Studies of the inclusions contained in natural diamonds have shown the occurrence of minerals which must have formed at depths below the lithosphere and which may be closely matched with the silicate mineral assemblages determined by high pressure and temperature experimental studies for depths of 300 to 800 km in the Earth's mantle. The inclusions come principally from two main depth zones: (1) the lower asthenosphere and upper transition zone; (2) the Upper Mantle/Lower Mantle (UM/LM) boundary region and the uppermost LM. The inclusions from zone 1 are very largely majoritic garnets (with or without clinopyroxene) which indicate bulk compositions of eclogitic/metabasic affinity. The minerals from zone 2 include Ca-Si and Mg-Si perovskites and ferropericlase and are dominantly of metaperidotitic bulk composition, but include some possible metabasite assemblages. In many of these natural assemblages, the tetragonal almandine pyrope phase occurs rather than the garnet found in experiments.

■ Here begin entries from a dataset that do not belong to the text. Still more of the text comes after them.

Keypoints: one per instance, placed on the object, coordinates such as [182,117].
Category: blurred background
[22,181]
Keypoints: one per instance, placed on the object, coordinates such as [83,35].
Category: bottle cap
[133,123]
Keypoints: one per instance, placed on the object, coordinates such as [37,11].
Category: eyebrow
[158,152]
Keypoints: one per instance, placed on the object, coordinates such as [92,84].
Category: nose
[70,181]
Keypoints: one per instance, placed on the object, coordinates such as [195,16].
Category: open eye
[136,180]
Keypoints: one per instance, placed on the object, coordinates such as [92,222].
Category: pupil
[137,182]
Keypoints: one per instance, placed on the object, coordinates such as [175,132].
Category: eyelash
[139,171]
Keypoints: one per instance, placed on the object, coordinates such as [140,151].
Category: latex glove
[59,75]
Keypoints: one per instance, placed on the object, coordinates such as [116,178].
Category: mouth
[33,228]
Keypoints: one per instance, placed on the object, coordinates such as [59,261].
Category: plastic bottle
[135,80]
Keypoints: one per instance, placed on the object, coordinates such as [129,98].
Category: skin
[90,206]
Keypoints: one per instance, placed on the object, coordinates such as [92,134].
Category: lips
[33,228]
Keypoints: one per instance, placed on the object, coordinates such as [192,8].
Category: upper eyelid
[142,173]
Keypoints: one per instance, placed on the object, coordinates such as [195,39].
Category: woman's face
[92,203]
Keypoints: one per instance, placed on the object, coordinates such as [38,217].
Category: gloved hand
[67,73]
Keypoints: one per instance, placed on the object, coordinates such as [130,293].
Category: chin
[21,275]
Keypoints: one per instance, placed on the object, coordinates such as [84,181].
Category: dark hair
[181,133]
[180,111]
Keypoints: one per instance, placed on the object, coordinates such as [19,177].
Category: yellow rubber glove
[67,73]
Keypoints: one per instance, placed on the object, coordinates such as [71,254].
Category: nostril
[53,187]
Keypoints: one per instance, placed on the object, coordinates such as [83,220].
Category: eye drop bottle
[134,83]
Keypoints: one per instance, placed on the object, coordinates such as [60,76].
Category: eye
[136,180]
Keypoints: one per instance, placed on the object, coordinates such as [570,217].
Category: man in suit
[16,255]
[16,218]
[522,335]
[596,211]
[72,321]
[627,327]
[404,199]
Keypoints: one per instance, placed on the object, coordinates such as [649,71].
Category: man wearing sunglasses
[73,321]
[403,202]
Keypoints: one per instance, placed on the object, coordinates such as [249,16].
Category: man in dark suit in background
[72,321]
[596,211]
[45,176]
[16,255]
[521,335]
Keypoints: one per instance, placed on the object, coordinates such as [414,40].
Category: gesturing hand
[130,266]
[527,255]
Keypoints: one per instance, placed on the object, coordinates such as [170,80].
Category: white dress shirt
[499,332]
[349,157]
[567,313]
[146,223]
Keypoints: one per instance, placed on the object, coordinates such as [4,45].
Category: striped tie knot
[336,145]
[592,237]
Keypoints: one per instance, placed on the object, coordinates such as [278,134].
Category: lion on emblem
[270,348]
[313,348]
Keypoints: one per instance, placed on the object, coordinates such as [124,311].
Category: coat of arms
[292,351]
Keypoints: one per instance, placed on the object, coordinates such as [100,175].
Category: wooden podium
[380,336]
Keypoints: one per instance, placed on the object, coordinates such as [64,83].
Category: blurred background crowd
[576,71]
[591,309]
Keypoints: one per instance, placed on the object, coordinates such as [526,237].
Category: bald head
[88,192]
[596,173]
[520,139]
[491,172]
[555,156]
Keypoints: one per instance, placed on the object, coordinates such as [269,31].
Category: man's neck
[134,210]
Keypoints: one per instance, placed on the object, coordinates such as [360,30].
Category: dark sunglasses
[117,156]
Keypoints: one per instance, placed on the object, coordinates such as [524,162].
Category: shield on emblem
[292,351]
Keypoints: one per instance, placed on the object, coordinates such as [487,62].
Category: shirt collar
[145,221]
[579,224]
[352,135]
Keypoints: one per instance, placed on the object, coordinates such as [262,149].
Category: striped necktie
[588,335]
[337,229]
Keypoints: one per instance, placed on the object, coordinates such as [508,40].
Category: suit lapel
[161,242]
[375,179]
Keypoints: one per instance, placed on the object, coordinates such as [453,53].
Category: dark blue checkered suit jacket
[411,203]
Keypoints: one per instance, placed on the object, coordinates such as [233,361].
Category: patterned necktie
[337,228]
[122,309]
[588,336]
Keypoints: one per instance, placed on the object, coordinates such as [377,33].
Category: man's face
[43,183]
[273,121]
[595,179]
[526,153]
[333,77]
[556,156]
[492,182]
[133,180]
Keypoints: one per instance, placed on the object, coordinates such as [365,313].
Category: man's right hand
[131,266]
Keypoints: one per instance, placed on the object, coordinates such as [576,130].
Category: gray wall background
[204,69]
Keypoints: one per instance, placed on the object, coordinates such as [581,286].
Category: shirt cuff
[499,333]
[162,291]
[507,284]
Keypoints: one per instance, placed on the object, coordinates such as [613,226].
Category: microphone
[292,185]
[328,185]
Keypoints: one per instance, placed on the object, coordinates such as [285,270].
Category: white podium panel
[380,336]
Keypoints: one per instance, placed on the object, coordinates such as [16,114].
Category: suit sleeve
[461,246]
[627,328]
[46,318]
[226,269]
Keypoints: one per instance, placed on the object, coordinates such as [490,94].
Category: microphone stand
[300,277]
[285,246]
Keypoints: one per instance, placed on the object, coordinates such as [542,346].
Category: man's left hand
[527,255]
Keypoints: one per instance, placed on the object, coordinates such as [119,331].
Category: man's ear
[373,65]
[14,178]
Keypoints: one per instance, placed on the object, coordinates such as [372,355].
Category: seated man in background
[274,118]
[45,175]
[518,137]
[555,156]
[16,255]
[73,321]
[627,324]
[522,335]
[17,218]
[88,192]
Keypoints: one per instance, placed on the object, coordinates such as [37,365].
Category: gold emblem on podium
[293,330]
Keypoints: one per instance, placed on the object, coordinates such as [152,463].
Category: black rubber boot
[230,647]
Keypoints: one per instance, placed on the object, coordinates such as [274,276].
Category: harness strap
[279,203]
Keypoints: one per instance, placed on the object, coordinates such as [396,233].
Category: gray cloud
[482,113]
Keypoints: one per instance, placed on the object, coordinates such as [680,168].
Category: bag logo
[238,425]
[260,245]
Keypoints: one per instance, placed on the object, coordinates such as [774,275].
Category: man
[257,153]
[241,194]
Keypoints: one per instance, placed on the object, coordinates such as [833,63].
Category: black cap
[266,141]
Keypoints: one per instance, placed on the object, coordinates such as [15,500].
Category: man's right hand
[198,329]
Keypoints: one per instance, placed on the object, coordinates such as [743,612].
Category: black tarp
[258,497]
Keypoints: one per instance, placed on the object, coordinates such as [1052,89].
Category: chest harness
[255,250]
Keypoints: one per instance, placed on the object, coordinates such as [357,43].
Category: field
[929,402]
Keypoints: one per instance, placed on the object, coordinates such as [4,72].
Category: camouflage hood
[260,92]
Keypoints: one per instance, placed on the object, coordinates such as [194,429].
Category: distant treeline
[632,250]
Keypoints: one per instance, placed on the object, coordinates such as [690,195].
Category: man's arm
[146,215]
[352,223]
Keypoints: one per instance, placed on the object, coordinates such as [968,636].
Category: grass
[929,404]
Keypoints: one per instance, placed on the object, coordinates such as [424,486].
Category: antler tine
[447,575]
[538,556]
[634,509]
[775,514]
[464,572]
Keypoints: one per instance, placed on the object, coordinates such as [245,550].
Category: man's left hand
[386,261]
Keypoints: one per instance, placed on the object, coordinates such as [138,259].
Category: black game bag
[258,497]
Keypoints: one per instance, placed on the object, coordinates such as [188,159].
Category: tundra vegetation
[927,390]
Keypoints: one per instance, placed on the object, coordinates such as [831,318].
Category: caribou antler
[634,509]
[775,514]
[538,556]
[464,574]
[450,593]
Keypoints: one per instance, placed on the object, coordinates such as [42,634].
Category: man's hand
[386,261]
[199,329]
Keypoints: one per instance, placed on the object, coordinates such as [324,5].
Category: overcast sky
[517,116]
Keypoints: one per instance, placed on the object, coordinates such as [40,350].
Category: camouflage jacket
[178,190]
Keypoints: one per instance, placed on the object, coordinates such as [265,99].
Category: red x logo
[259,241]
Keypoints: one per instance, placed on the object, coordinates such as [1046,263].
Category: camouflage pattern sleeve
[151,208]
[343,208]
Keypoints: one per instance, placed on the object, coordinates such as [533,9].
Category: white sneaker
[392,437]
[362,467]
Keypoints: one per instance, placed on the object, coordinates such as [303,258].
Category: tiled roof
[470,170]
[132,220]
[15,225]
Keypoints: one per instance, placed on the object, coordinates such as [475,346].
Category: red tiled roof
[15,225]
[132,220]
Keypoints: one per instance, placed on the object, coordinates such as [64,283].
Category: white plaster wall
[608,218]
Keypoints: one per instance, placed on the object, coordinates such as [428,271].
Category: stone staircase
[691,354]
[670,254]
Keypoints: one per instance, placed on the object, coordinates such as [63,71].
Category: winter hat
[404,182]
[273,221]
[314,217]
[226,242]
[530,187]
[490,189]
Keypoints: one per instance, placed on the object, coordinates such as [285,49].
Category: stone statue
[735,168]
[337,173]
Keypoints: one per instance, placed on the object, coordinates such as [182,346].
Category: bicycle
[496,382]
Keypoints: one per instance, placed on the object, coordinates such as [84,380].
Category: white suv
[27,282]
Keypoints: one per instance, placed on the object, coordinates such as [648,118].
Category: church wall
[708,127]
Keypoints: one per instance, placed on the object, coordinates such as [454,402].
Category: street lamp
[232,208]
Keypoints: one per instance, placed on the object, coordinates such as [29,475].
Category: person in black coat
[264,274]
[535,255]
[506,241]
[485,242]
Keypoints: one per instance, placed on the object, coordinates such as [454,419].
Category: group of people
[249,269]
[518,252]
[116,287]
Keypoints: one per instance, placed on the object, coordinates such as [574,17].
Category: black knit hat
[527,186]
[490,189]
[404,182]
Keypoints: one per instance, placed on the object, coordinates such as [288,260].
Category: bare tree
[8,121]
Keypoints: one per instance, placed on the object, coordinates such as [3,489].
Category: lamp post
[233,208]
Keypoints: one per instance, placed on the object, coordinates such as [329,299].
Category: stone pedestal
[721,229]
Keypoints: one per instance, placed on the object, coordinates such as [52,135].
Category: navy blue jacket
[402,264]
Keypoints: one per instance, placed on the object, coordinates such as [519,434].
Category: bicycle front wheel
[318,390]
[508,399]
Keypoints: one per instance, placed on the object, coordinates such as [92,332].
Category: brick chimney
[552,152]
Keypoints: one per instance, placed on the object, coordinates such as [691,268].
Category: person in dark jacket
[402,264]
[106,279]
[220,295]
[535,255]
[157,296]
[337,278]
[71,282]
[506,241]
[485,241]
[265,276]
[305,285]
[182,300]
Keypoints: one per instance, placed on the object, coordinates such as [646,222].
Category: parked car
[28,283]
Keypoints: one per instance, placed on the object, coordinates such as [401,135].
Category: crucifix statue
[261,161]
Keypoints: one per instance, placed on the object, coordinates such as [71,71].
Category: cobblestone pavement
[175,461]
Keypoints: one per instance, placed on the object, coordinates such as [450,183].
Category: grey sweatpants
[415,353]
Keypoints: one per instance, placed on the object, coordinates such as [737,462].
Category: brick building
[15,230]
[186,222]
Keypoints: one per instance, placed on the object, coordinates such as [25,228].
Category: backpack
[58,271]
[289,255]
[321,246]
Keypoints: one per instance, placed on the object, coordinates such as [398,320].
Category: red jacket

As natural diamonds are believed to crystallize in fluids/melts, the hypothesis is developed that the restriction of diamonds and inclusions of particular compositions to the above two depth intervals is because they are controlled by loci of fluid/melt occurrence. Attention is focused on subduction zones because both suites of inclusions show some evidence of subducted protoliths. The lower zone (600–800 km) coincides with the region where dehydration may be expected for hydrous ringwoodite and dense hydrous Mg-silicates formed in subducted peridotites. The dehydration of lawsonite in subducted metabasites provides a particular location for melt formation and the inclusion of the shallower (∼300 km) majoritic inclusions. For the deeper majoritic inclusions in the region of the upper transition zone, melt development may occur as a consequence of the hydrous wadsleyite-to-olivine transformation, and such melt may then interact with the upper crustal portion of a subducting slab. These suggestions offer an explanation of the depth restrictions and the compositional restrictions of the inclusions. The differences in δ13C values in the host diamonds for the two suites of inclusions may also be explained on this basis.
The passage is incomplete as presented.